Early last week there were 31 container ships at YICT berths and 19 ships en route to the port, according to Sea-web, a sister product of JOC.com within IHS Markit.
For shipments loaded at Yantian on June 11th or later, CMA CGM is currently imposing a $1,250 congestion surcharge on all trades, while ONE has imposed a $1,000 surcharge on refrigerated imports arriving through Yantian.
The partial closure of Yantian from May 27th had an impact greater than the short-term effect of the closure of the Suez Canal for six days at the end of March after the Ever Given ran aground. Cargo flow through Shekou, Nansha, and Hong Kong has slowed, which in turn has put more pressure on the already overheated container shipping sector. YICT handles about 25% of all Chinese exports to the US.
In a Friday advisory, Maersk told customers that one more berth had opened at the eastern terminal, enabling up to seven ships to berth simultaneously and pushing productivity towards 45%, from a previous level of just 30%
Maersk said that “while this has a positive impact on gate activity, which is soon expected to reach the same levels as before the incident, schedule reliability will continue to suffer with an average waiting time of 16 days and counting”.
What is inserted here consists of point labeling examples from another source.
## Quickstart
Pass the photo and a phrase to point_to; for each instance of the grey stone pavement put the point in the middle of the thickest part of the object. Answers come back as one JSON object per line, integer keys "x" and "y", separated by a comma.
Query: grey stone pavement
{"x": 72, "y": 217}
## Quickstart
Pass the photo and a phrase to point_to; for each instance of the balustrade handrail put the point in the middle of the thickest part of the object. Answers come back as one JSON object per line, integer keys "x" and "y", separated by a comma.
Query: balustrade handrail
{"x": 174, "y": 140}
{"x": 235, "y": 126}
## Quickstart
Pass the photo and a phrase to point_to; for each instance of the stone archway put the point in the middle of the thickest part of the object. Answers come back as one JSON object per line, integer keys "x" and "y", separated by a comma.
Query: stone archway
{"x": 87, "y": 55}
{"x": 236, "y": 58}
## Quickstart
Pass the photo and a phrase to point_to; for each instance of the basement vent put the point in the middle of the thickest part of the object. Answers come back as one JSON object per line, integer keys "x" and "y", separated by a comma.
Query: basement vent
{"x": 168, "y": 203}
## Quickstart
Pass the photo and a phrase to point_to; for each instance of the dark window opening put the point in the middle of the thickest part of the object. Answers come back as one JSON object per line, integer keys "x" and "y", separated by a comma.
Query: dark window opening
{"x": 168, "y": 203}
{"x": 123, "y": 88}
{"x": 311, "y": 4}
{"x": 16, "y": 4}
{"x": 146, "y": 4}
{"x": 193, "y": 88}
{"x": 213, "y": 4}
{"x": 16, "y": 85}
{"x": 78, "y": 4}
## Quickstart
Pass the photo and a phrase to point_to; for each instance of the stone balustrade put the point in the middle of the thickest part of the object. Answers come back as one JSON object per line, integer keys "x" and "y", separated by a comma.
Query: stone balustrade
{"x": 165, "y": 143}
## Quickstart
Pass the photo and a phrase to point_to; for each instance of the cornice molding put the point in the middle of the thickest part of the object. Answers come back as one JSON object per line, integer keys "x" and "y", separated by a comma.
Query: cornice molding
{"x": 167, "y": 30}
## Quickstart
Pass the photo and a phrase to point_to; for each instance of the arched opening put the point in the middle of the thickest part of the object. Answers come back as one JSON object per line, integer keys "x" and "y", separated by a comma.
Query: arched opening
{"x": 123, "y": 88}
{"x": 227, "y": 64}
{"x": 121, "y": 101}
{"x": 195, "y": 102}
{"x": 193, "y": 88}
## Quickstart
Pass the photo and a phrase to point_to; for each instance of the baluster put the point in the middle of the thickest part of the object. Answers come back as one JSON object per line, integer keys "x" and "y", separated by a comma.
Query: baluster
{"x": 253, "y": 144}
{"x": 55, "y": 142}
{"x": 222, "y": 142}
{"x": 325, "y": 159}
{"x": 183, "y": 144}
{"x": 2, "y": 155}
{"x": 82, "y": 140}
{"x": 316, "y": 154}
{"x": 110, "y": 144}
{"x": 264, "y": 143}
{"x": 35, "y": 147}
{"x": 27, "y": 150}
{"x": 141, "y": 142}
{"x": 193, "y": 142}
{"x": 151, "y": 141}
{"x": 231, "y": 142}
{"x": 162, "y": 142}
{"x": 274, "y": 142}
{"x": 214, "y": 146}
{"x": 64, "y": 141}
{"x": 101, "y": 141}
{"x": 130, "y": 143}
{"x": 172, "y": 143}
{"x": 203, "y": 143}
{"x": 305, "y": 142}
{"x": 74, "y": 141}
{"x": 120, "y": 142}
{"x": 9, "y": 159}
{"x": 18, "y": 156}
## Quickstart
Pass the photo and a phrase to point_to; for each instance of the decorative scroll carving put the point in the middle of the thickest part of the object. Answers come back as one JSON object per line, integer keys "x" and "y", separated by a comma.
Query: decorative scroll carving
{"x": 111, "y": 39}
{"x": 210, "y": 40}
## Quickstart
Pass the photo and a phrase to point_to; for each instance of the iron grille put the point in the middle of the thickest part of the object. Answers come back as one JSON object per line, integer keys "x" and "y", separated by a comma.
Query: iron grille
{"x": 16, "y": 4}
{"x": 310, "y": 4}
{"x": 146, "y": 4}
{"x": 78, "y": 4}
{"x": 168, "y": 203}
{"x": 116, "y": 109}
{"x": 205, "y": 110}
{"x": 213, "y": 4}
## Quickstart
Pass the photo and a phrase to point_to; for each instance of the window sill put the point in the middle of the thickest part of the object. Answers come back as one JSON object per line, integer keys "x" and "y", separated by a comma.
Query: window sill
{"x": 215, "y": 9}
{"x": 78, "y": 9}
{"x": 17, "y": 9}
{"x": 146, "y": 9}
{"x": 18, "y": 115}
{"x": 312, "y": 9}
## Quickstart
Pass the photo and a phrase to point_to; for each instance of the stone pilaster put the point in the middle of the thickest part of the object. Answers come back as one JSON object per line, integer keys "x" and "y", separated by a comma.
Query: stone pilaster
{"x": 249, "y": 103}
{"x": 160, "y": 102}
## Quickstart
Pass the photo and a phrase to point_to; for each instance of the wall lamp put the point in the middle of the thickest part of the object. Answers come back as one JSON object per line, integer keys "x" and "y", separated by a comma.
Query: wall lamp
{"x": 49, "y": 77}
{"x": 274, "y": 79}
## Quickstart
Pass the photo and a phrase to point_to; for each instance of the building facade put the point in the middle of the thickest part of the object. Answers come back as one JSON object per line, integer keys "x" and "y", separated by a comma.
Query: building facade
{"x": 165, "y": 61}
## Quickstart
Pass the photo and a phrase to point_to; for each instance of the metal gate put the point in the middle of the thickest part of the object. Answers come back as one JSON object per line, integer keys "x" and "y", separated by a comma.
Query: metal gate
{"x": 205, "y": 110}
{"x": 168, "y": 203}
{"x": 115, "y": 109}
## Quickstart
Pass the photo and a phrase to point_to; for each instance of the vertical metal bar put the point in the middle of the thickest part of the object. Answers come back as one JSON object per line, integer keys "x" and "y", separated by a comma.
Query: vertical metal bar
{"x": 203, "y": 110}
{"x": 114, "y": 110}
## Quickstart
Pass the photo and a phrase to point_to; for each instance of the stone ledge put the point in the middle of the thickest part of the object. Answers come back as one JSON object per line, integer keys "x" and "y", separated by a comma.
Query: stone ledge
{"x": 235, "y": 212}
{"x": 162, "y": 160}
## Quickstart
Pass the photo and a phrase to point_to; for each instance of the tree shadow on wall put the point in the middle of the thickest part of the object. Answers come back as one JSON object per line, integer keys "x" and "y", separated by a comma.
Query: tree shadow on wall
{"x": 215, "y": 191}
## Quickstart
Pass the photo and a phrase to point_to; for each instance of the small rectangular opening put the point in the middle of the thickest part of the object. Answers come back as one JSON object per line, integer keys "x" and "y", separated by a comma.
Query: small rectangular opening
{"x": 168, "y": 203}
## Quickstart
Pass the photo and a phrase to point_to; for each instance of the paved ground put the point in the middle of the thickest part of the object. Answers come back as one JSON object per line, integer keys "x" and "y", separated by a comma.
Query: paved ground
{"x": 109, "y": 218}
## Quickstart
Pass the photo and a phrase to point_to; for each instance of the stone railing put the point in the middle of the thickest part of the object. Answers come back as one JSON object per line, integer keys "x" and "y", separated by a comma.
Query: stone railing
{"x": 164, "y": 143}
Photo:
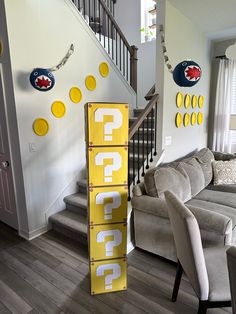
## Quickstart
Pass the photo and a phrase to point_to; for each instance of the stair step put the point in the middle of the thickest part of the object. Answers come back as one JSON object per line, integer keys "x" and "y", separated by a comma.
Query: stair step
{"x": 77, "y": 203}
{"x": 70, "y": 224}
{"x": 82, "y": 185}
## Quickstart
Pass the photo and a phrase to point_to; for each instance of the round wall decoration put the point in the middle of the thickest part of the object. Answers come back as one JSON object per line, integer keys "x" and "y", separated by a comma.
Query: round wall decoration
{"x": 90, "y": 82}
{"x": 104, "y": 69}
{"x": 179, "y": 100}
{"x": 187, "y": 101}
{"x": 200, "y": 101}
{"x": 58, "y": 109}
{"x": 40, "y": 126}
{"x": 186, "y": 119}
{"x": 178, "y": 119}
{"x": 193, "y": 118}
{"x": 199, "y": 118}
{"x": 75, "y": 95}
{"x": 194, "y": 101}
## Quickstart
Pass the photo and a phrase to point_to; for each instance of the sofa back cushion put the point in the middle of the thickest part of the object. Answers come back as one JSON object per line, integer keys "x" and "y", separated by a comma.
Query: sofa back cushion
{"x": 174, "y": 179}
{"x": 205, "y": 158}
{"x": 195, "y": 174}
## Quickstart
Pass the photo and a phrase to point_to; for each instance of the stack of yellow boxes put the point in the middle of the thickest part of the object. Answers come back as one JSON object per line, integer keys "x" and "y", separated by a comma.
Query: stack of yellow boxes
{"x": 107, "y": 156}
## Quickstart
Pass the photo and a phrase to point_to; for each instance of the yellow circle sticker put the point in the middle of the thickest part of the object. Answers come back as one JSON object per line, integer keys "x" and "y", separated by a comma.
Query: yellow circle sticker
{"x": 199, "y": 118}
{"x": 75, "y": 95}
{"x": 104, "y": 69}
{"x": 193, "y": 118}
{"x": 194, "y": 101}
{"x": 187, "y": 101}
{"x": 200, "y": 101}
{"x": 178, "y": 119}
{"x": 40, "y": 127}
{"x": 179, "y": 100}
{"x": 90, "y": 82}
{"x": 58, "y": 109}
{"x": 186, "y": 119}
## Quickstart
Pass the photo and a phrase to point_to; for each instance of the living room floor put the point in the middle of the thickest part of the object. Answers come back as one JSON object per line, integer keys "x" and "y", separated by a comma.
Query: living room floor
{"x": 50, "y": 274}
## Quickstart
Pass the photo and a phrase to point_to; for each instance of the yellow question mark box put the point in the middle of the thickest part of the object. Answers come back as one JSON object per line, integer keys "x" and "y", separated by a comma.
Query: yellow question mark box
{"x": 107, "y": 124}
{"x": 108, "y": 205}
{"x": 108, "y": 166}
{"x": 108, "y": 276}
{"x": 108, "y": 241}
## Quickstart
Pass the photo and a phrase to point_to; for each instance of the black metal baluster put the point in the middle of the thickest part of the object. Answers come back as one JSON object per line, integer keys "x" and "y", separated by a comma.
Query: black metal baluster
{"x": 133, "y": 160}
{"x": 143, "y": 173}
{"x": 147, "y": 166}
{"x": 155, "y": 127}
{"x": 152, "y": 129}
{"x": 138, "y": 181}
{"x": 120, "y": 53}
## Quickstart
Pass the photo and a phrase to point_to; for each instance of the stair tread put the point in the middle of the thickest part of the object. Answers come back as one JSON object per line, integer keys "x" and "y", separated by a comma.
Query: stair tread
{"x": 77, "y": 199}
{"x": 71, "y": 220}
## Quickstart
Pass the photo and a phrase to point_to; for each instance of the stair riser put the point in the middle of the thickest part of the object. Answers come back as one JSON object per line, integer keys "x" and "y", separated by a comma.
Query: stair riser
{"x": 77, "y": 209}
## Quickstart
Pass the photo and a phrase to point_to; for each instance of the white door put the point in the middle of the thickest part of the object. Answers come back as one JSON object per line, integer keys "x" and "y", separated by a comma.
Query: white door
{"x": 8, "y": 213}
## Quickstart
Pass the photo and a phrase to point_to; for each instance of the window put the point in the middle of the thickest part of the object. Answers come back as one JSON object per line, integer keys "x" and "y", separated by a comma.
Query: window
{"x": 148, "y": 20}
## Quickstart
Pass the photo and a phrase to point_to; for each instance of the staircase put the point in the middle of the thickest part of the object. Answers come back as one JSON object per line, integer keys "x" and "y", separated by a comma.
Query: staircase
{"x": 72, "y": 221}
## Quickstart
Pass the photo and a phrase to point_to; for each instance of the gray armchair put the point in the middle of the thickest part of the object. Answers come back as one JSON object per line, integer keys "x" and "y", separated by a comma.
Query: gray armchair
{"x": 231, "y": 259}
{"x": 206, "y": 270}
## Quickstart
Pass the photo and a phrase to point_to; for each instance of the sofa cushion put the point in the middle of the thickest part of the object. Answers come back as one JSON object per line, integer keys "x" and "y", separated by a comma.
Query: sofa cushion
{"x": 214, "y": 207}
{"x": 160, "y": 179}
{"x": 224, "y": 172}
{"x": 195, "y": 174}
{"x": 205, "y": 158}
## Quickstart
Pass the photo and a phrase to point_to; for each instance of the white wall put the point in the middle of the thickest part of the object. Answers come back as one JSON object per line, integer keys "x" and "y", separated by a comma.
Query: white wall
{"x": 183, "y": 41}
{"x": 40, "y": 32}
{"x": 128, "y": 17}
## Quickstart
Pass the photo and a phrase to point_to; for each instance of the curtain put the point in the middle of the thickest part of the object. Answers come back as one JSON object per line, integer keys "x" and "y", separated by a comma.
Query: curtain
{"x": 223, "y": 105}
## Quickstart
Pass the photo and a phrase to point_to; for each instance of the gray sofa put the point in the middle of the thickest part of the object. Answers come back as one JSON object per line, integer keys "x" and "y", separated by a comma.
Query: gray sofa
{"x": 190, "y": 178}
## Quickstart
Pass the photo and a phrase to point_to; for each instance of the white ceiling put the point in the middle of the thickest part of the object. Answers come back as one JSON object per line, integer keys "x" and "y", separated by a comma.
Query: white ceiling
{"x": 216, "y": 18}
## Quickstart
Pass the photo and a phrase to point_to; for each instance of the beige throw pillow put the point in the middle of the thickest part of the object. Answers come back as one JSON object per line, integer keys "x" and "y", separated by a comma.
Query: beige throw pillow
{"x": 224, "y": 172}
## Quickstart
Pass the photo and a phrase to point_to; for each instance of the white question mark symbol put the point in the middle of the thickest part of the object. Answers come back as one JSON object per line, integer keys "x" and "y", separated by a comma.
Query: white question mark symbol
{"x": 116, "y": 165}
{"x": 100, "y": 198}
{"x": 116, "y": 272}
{"x": 117, "y": 234}
{"x": 109, "y": 126}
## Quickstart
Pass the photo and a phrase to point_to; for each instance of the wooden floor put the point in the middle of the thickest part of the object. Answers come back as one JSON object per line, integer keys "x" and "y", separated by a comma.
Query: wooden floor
{"x": 50, "y": 275}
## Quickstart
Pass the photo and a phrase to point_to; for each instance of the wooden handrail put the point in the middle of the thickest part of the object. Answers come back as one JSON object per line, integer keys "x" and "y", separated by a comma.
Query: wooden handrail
{"x": 150, "y": 93}
{"x": 134, "y": 127}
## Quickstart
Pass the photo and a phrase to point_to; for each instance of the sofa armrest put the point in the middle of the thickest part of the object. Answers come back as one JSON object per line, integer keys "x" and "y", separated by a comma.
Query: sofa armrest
{"x": 150, "y": 205}
{"x": 212, "y": 221}
{"x": 223, "y": 156}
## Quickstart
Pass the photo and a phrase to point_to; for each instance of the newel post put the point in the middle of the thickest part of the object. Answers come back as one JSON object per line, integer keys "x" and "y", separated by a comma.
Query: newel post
{"x": 133, "y": 67}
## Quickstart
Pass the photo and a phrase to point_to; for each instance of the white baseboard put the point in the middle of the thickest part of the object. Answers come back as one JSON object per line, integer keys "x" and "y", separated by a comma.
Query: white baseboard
{"x": 30, "y": 235}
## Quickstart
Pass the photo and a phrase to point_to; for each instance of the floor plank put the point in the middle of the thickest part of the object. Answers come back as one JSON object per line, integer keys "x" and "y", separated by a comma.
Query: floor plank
{"x": 50, "y": 275}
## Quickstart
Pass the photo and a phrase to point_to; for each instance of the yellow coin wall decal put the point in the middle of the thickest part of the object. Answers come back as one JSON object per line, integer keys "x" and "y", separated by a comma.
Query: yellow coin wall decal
{"x": 178, "y": 119}
{"x": 200, "y": 101}
{"x": 186, "y": 119}
{"x": 194, "y": 101}
{"x": 75, "y": 95}
{"x": 187, "y": 101}
{"x": 199, "y": 118}
{"x": 104, "y": 69}
{"x": 193, "y": 118}
{"x": 90, "y": 82}
{"x": 40, "y": 127}
{"x": 1, "y": 48}
{"x": 58, "y": 109}
{"x": 179, "y": 100}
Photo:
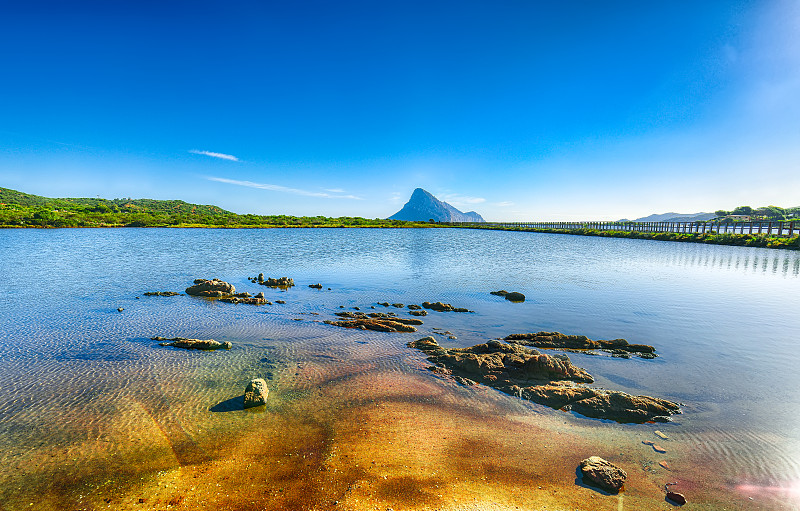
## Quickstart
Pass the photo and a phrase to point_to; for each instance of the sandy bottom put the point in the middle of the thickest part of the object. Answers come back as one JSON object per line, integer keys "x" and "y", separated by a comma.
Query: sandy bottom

Maersk also said that 19 mainline services would be affected by the Yantian situation. Most of these services would be omitting the port for the remainder of June. Some services were being diverted to call at nearby ports, which included the aforementioned Shekou, in western Shenzhen; Hong Kong; and Nansha. However, there has been a knock-on effect and Maersk has warned that average waiting time at those three ports was already between two to four days and was almost certain to rise as more carriers omitted calls at YICT calls. ONE has said that it would be cutting out Yantian as a calling port on a further seven sailings up to July 6th.
That will bring to 58 the total number of sailings that will miss Yantian.
That has had onshore effects as well, with forwarders reporting increased trucking demand in China as shippers look to ship cargo through other ports, including Shanghai and Ningbo.